Background: Machine Learning (ML) is a powerful tool for analyzing Real-World Data (RWD) where missing values are a common problem. Including features after multiple imputation (MI) regardless of their missing percentage improved the performance of ML models. Limited research exists on how different absolute non-missing thresholds for MI impact ML performance in RWD issues, like predicting overall survival (OS) in metastatic lung cancer (mLC).
Objectives: To evaluate the absolute non-missing numbers of features used in MI for ML in predicting OS for mLC.
Methods: ML algorithms were trained and validated for predicting 90-day mortality in a cohort of adults from first recorded diagnosis of mLC from the US nationwide IQVIA Oncology EMR in 2019-2020. Baseline features including demographics, vital signs, stage, TNM, histology, biomarkers, chemo, target- and immunotherapy, and functional lab tests were assessed.
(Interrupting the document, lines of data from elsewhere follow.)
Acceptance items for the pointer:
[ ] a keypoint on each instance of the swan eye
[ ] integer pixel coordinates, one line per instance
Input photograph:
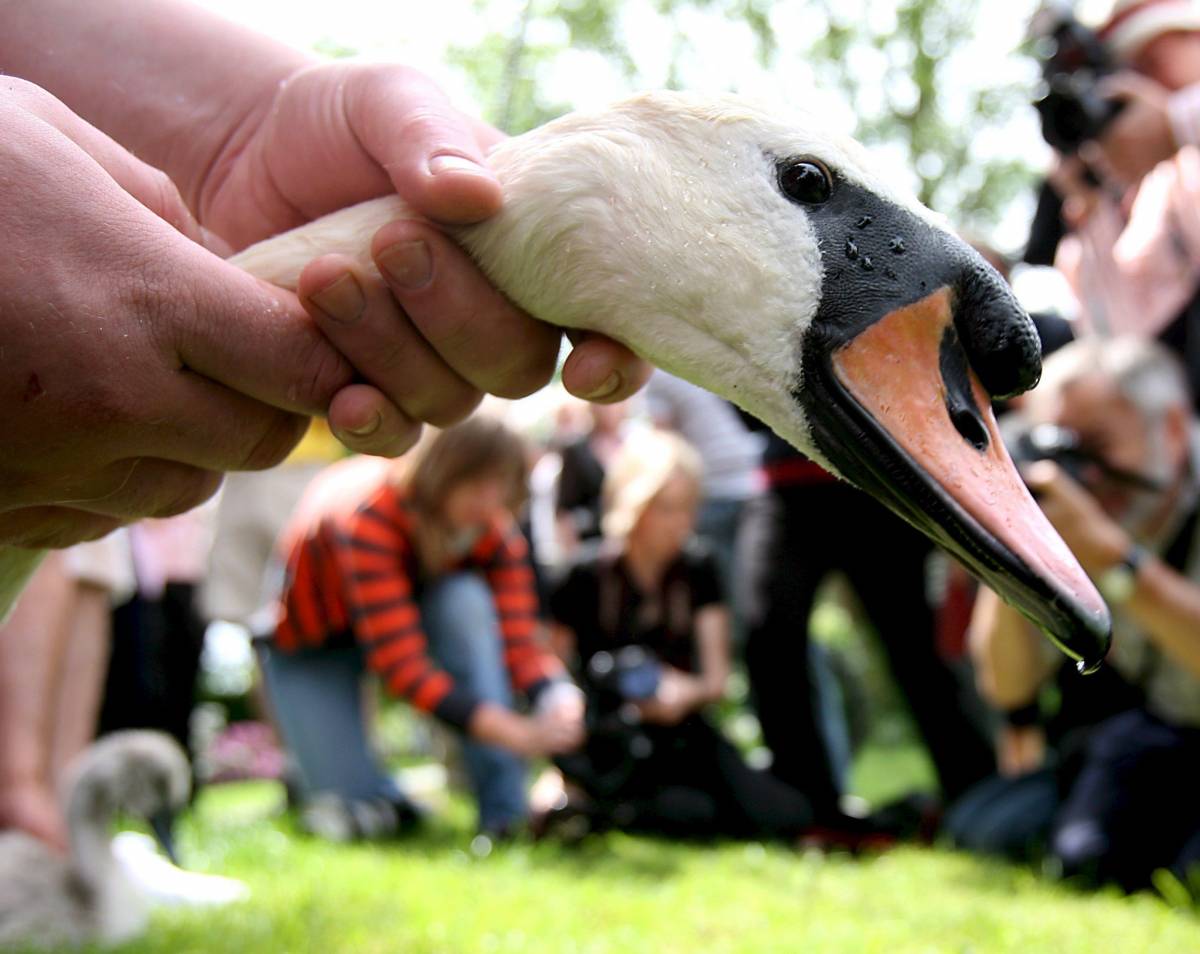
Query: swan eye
(805, 181)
Implementation steps included: i) Full cohort with all 58 variables regardless of missingness degrees (Cfull), complete cohort with 12 non-missing variables (Ccomplete) and 7 additional analytic cohorts (C300, C200, C175, C150, C125, and C100) to keep features with respective non-missing observations ≥300, ≥200, ≥175, ≥150, ≥125, and ≥100 were created; ii) Data cleaning included removing extreme outliers, clustering of chemotherapies and histology; iii) MI methods included MissForest; iv) Each cohort was split into 70/30 for training and testing; v) ML included XGBoost; and iv) Performance metrics for ML models included AUC, accuracy, F1, sensitivity, and specificity.
Results: Among 3,155 mLC adult patients in the Cfull cohort, 32.5% were 75+ years old (median=70 and IQR=56-84 years) and 51.9% were male. Stages IIIB, IIIC and IV were characterized in 12.6%, 2.5%, and 84.9% of patients, respectively. 8.1% of patients died within the 90-day follow-up. The number of variables dropped from 58 in the full cohort to 44, 48, 49, 51, 53, 53and 12 for the C300, C200, C175, C150, C125, C100 and Ccomplete cohorts, respectively. There was equivalent 5.5% missing in C175 cohort. AUC from XGBoost decreased from 0.69 for the Cfull, C300, C200, and C175 to 0.63 for C150, C125, and further to 0.62 of C100 and Ccomplete cohorts, respectively. Similar AUC trends were found from different ML models and MI methods for the study cohorts.
Conclusions: MI approaches incorporating all features regardless of missing degrees demonstrated the best performance in predicting mortality for mLC patients based on AUC. This was consistent with prior findings, however including variables with non-missing values under certain threshold (e.g., < 175) did not improve the ML performance. Further research is needed to validate these findings across diverse diseases and databases.